20      It is clear that subject to consideration of matters personal to you, denunciation, just punishment, and deterrence must play a role in sentencing for these offences.

21      You are now 28, and were born and raised in Melbourne.  Your parents separated when you were 13, and you and your siblings remained with your father, but you maintained regular contact with your mother.  Apart from the inevitable disruption caused by parental separation, it appears that family life was safe and stable.

22      You have amassed a number of convictions over the past eight years for contact sexual activity with children, as well as procuring and breaching court orders or your obligations under the Sex Offender Registration Act.  

23      In 2005, you were dealt with for indecent act with a child under 16.  You were released on an undertaking conditioned upon your complying with lawful instructions of officers of Disability Services.  Four years later, in May 2009, you were dealt with on charges of indecent act with a child under 16, indecent assault and attempted procuring of a child under 16 for sexual penetration.
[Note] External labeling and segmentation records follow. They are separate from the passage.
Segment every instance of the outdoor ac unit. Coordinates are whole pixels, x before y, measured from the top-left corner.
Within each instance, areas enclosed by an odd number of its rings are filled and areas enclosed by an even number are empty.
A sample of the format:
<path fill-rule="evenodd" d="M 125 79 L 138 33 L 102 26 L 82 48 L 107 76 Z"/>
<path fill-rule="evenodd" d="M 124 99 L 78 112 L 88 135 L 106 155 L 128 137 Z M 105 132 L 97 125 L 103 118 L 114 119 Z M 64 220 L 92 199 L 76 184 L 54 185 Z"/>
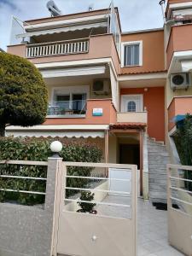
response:
<path fill-rule="evenodd" d="M 97 95 L 108 95 L 110 93 L 110 83 L 108 79 L 96 79 L 93 81 L 92 91 Z"/>
<path fill-rule="evenodd" d="M 191 86 L 191 78 L 189 73 L 174 73 L 171 75 L 171 88 L 188 89 Z"/>

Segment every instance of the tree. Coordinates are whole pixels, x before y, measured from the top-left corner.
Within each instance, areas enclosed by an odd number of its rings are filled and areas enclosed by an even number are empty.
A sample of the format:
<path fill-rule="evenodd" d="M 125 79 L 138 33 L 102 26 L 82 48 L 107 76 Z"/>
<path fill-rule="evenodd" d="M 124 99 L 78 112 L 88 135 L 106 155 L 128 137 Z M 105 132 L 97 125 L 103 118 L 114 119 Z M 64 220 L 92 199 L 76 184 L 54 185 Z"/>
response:
<path fill-rule="evenodd" d="M 39 71 L 27 60 L 0 52 L 0 136 L 7 125 L 42 124 L 48 92 Z"/>

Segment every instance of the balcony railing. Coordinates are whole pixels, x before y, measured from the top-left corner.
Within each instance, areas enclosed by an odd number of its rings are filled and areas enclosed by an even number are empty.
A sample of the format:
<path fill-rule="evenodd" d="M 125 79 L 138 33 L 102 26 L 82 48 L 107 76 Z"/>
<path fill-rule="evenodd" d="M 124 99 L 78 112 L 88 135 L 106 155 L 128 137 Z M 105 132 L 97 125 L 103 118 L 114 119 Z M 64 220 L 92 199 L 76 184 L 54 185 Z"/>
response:
<path fill-rule="evenodd" d="M 138 122 L 148 123 L 148 113 L 145 112 L 126 112 L 117 113 L 118 122 Z"/>
<path fill-rule="evenodd" d="M 47 115 L 84 115 L 86 113 L 86 101 L 55 101 L 48 106 Z"/>
<path fill-rule="evenodd" d="M 49 55 L 73 55 L 87 53 L 89 39 L 67 40 L 27 45 L 26 57 L 43 57 Z"/>

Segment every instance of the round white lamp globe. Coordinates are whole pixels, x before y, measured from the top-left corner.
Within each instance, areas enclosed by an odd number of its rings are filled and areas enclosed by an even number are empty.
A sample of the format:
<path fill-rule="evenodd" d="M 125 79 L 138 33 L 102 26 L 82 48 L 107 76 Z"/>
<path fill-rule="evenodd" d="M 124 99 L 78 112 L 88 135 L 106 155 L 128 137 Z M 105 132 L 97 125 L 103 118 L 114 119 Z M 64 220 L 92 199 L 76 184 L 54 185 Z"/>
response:
<path fill-rule="evenodd" d="M 50 144 L 50 150 L 54 153 L 58 153 L 61 151 L 62 149 L 62 144 L 61 142 L 55 141 Z"/>

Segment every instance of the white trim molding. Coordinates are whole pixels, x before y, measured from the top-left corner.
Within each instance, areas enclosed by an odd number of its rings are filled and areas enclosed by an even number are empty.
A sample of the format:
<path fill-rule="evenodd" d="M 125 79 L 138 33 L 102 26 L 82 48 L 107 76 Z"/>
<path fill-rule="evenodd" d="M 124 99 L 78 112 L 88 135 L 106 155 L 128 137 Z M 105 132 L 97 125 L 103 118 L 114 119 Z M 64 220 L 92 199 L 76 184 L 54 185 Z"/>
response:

You were released on a two year Community Based Order with a Justice Plan.  You failed to comply with the conditions of the Community Based Order and your reporting conditions under Sex Offender Registration Act and in October the following year, breach proceedings led to your release on an intensive corrections order and a further 12 month Community Based Order, again with Justice Plan conditions, and a direction you participate in a Sex Offender Treatment Program.  In November 2011, you were sentenced to your first period of imprisonment.  This was for a further failure to comply with your reporting obligations under the Sex Offender Registration Act.  At the same time you were dealt with for breaching the Community Based Order that had been imposed in October the previous year.  You were placed on a further 12 month Community Based Order on the same conditions as the previous one.  Your sentence, as varied on appeal to this court, was 12 months' imprisonment with a non parole period of four months.  This offending commenced only a month after the expiry of your parole.
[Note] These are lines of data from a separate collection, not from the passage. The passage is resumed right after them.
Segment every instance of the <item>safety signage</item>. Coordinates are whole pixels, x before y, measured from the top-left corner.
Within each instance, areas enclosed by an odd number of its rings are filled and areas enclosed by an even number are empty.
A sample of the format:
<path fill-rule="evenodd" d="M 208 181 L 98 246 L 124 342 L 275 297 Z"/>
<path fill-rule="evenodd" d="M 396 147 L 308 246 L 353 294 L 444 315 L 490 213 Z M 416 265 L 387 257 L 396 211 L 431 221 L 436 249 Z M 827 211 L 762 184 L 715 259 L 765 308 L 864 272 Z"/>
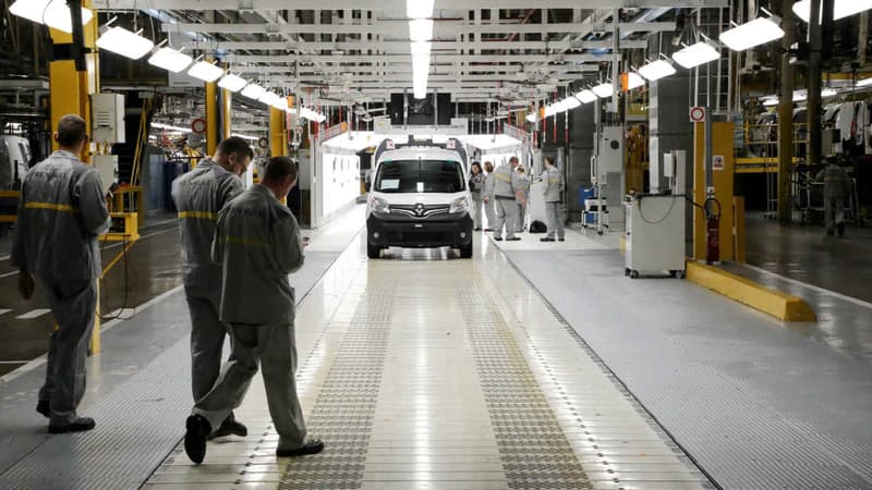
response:
<path fill-rule="evenodd" d="M 691 122 L 705 121 L 705 108 L 699 106 L 690 108 L 690 121 Z"/>

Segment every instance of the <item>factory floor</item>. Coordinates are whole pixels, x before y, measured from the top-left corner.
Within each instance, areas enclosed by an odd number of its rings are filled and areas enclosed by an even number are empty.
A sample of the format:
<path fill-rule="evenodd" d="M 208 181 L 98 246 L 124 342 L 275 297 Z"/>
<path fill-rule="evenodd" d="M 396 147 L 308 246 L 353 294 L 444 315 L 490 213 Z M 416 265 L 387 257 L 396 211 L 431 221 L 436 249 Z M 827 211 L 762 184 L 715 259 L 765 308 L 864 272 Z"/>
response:
<path fill-rule="evenodd" d="M 291 277 L 323 454 L 274 457 L 258 377 L 237 411 L 250 434 L 187 461 L 190 326 L 167 232 L 134 246 L 131 291 L 148 292 L 88 362 L 81 412 L 97 429 L 45 432 L 39 359 L 2 378 L 0 488 L 872 487 L 872 305 L 843 313 L 848 293 L 787 278 L 834 306 L 791 326 L 687 281 L 623 277 L 617 234 L 482 233 L 471 260 L 368 260 L 362 226 L 358 206 L 312 233 Z M 0 307 L 19 313 L 9 285 Z"/>

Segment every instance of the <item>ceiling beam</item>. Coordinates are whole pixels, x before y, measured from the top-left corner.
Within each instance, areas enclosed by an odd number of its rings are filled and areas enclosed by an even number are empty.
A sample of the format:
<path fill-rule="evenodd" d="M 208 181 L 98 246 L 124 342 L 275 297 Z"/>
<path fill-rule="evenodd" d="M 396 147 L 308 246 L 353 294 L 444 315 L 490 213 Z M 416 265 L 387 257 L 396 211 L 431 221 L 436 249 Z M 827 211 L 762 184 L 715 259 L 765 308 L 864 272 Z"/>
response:
<path fill-rule="evenodd" d="M 611 32 L 606 23 L 547 23 L 547 24 L 464 24 L 456 20 L 435 20 L 435 38 L 455 37 L 462 34 L 537 34 L 537 33 L 589 33 L 591 30 Z M 204 34 L 382 34 L 408 37 L 409 21 L 379 20 L 373 24 L 162 24 L 165 33 Z M 622 22 L 622 32 L 671 32 L 675 22 Z"/>
<path fill-rule="evenodd" d="M 400 7 L 398 7 L 400 5 Z M 360 0 L 300 0 L 292 3 L 288 0 L 93 0 L 92 7 L 98 10 L 286 10 L 292 7 L 298 10 L 355 10 L 364 7 Z M 392 13 L 396 15 L 401 3 L 396 0 L 370 0 L 366 10 Z M 439 10 L 470 9 L 530 9 L 530 0 L 439 0 Z M 578 9 L 582 7 L 578 0 L 537 0 L 537 9 Z M 650 9 L 669 8 L 706 8 L 728 7 L 728 0 L 584 0 L 584 9 Z"/>
<path fill-rule="evenodd" d="M 323 50 L 338 50 L 338 51 L 383 51 L 387 53 L 408 54 L 411 53 L 409 40 L 399 41 L 343 41 L 343 42 L 295 42 L 295 41 L 221 41 L 221 42 L 198 42 L 194 40 L 184 41 L 181 44 L 186 49 L 201 49 L 206 51 L 216 50 L 257 50 L 257 51 L 323 51 Z M 470 49 L 493 49 L 493 50 L 512 50 L 512 49 L 532 49 L 532 50 L 558 50 L 566 51 L 568 49 L 611 49 L 613 42 L 607 41 L 433 41 L 433 52 L 449 50 L 470 50 Z M 647 41 L 641 40 L 621 40 L 621 49 L 644 49 L 647 47 Z"/>

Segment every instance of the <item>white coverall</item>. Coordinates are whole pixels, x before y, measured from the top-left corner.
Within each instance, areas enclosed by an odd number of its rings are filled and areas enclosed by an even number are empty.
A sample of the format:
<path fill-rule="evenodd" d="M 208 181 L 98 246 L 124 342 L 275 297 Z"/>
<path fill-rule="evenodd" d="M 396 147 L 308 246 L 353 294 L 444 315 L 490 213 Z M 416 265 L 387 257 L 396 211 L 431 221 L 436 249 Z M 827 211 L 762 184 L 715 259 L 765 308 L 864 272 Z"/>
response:
<path fill-rule="evenodd" d="M 172 183 L 172 199 L 179 210 L 182 281 L 191 315 L 194 401 L 211 390 L 221 370 L 221 350 L 229 326 L 218 319 L 221 266 L 213 262 L 209 255 L 218 211 L 242 194 L 242 188 L 240 177 L 211 160 L 204 160 Z"/>
<path fill-rule="evenodd" d="M 560 170 L 557 167 L 546 168 L 540 180 L 547 184 L 545 187 L 545 221 L 548 226 L 548 238 L 554 238 L 557 234 L 558 238 L 565 236 L 564 220 L 560 219 L 560 189 L 562 187 L 560 179 Z"/>
<path fill-rule="evenodd" d="M 102 265 L 98 236 L 109 230 L 100 176 L 69 151 L 55 151 L 27 173 L 22 186 L 12 265 L 45 287 L 59 329 L 51 335 L 46 382 L 49 425 L 77 421 L 85 394 L 85 357 L 97 308 Z"/>
<path fill-rule="evenodd" d="M 220 316 L 230 323 L 233 356 L 193 414 L 218 427 L 242 403 L 263 360 L 278 449 L 299 449 L 306 429 L 296 397 L 295 303 L 288 280 L 303 266 L 296 220 L 268 188 L 255 185 L 219 213 L 211 256 L 223 267 Z"/>
<path fill-rule="evenodd" d="M 502 235 L 506 226 L 506 240 L 514 238 L 518 223 L 517 192 L 521 188 L 520 175 L 509 163 L 501 164 L 494 170 L 494 204 L 497 210 L 494 236 Z"/>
24      It is clear that rehabilitative, community based orders have not been successful in containing your behaviour.  Nor has imprisonment served to deter you.

25      You have limited family support.  It would appear that you had been living with your father whilst on parole, but the arrangement broke down and you were living independently during the time of this offending.  According to the reports provided to me, it was your behaviour which led your father to bring the arrangement to an end.  You were assisted through Disability Services to find independent accommodation.  You have little contact with your siblings, and have had weekly phone contact with your mother whilst you have been in custody.  It follows that your prospects of family support whilst in custody and on release are limited.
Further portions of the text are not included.